Member of the European Parliament
- Incumbent
- Assumed office 1 July 2014
- Constituency: Denmark

Personal details
- Born: 14 September 1966 (age 59) Copenhagen, Denmark
- Party: Danish Danish Social Liberal Party EU Alliance of Liberals and Democrats for Europe
- Children: 2
- Alma mater: University of Copenhagen

= Morten Helveg Petersen =

Danish politician (born 1966)

Morten Helveg Petersen (born 14 September 1966) is a Danish politician who has been serving as a Member of the European Parliament (MEP) since 2014. He is a member of the Danish Social Liberal Party, which is affiliated to the Alliance of Liberals and Democrats for Europe Party, and sits in the Renew Europe group in the European Parliament. He was elected to the European Parliament in 2014 and 2019 and served as member of the Folketing 1998–2009.

==Early life and education==
The son of former Danish foreign minister Niels Helveg Petersen and brother of former minister Rasmus Helveg Petersen, Morten Helveg Petersen grew up in Denmark and in Brussels where he attended the European School, Brussels I from 1974 to 1977. His paternal grandparents were former minister Kristen Helveg Petersen and former mayor of Copenhagen Lilly Helveg Petersen. He got a Master of Science degree in economics from the University of Copenhagen in 1992.

==Career==
After finishing his studies, Petersen worked for the European Commission 1992–1993 and for the Confederation of Danish Industries1993–1998.

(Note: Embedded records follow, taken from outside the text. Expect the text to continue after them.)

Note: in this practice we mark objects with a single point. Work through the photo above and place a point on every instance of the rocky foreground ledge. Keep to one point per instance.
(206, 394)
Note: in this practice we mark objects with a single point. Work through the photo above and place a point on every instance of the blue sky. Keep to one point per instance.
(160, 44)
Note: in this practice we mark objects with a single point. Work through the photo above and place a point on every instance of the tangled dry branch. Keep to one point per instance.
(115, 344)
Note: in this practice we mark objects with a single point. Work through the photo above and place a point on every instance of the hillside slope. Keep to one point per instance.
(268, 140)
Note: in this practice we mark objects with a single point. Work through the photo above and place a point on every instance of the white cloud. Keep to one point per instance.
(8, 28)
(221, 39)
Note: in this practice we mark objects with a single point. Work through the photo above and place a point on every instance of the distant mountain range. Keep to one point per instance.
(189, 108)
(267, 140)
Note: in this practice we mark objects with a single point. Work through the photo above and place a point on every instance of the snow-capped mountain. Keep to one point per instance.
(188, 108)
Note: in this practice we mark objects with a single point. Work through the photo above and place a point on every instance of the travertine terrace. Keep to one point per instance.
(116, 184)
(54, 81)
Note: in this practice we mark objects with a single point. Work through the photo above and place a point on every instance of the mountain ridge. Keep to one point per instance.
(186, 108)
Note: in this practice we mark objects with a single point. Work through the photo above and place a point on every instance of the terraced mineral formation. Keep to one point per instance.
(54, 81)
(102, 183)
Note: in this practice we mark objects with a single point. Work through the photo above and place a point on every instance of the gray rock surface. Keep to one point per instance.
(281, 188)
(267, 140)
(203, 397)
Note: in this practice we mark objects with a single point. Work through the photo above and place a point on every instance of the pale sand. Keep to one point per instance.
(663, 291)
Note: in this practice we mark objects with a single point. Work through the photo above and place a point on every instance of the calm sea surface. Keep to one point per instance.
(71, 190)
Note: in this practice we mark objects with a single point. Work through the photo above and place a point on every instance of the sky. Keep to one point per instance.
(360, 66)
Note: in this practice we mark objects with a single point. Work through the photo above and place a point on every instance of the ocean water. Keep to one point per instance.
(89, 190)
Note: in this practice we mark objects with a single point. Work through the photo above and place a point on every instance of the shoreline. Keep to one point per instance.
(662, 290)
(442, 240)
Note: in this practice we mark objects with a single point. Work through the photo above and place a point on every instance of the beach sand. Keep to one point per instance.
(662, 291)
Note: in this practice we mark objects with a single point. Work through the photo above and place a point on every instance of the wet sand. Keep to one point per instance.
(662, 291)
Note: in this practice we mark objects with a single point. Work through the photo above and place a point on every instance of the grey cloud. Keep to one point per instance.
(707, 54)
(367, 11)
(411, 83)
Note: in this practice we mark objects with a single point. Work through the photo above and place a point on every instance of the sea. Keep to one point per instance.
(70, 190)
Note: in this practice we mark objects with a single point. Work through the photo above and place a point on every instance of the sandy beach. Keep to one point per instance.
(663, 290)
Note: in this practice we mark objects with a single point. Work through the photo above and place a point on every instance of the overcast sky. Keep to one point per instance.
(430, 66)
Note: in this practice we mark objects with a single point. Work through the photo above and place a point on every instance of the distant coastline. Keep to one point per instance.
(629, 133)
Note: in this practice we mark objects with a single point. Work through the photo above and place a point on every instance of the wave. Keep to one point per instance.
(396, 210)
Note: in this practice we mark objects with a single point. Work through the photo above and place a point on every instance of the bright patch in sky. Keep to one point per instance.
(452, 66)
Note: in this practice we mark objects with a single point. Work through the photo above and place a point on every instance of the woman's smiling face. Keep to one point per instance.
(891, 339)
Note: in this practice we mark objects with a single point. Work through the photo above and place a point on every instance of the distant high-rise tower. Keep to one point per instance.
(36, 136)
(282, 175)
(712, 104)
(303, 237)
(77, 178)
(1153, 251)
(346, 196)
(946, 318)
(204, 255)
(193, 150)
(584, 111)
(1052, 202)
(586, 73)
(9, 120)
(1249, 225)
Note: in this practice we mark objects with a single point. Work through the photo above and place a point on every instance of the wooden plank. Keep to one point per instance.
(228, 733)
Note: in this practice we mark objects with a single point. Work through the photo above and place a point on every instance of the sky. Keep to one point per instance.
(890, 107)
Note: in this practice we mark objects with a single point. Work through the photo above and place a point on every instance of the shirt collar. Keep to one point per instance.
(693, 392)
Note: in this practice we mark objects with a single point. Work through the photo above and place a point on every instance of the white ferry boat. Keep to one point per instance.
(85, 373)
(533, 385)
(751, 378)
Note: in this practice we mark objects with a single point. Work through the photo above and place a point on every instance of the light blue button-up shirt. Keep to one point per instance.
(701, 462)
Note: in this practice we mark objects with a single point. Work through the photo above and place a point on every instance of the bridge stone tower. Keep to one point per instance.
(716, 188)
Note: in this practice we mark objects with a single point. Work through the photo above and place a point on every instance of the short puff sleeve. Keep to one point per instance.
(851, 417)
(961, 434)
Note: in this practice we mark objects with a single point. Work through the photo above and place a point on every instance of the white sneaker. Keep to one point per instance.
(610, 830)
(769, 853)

He then entered politics and served as a member of the Folketing from Hvidovre and later Brøndby electoral district 1999 where he obtained positions as the Social Liberal Party's spokesperson on finance, defence and IT. In 2007, he lost a fight to become deputy leader of the party's parliamentarian group to Morten Østergaard.

In 2009 Petersen temporarily left politics and became CEO of Foreningen af Danske Interaktive Medier and after a company merger became vice-CEO of Danske Medier in 2011.

In September 2013, the Danish Social Liberal Party nominated him as their top candidate in the 2014 European Parliament election. Petersen won a seat in the parliament after the party received 6,7% of the votes in election; thus returning to the parliament with one mandate. He was re-elected in 2019.

In Parliament, he serves on the Committee on Industry, Research and Energy. In addition to his committee assignments, he has been a member of the Parliament's delegations for relations with Japan (2014–2019) and to the EU-Turkey Joint Parliamentary Committee (since 2019). He is also a member of the European Internet Forum and of the European Parliament Intergroup on LGBT Rights.

==Political positions==
Petersen is considered to belong to the right flank of the party and was opposed to the party's decision to be part of Prime Minister Helle Thorning-Schmidt's coalition government.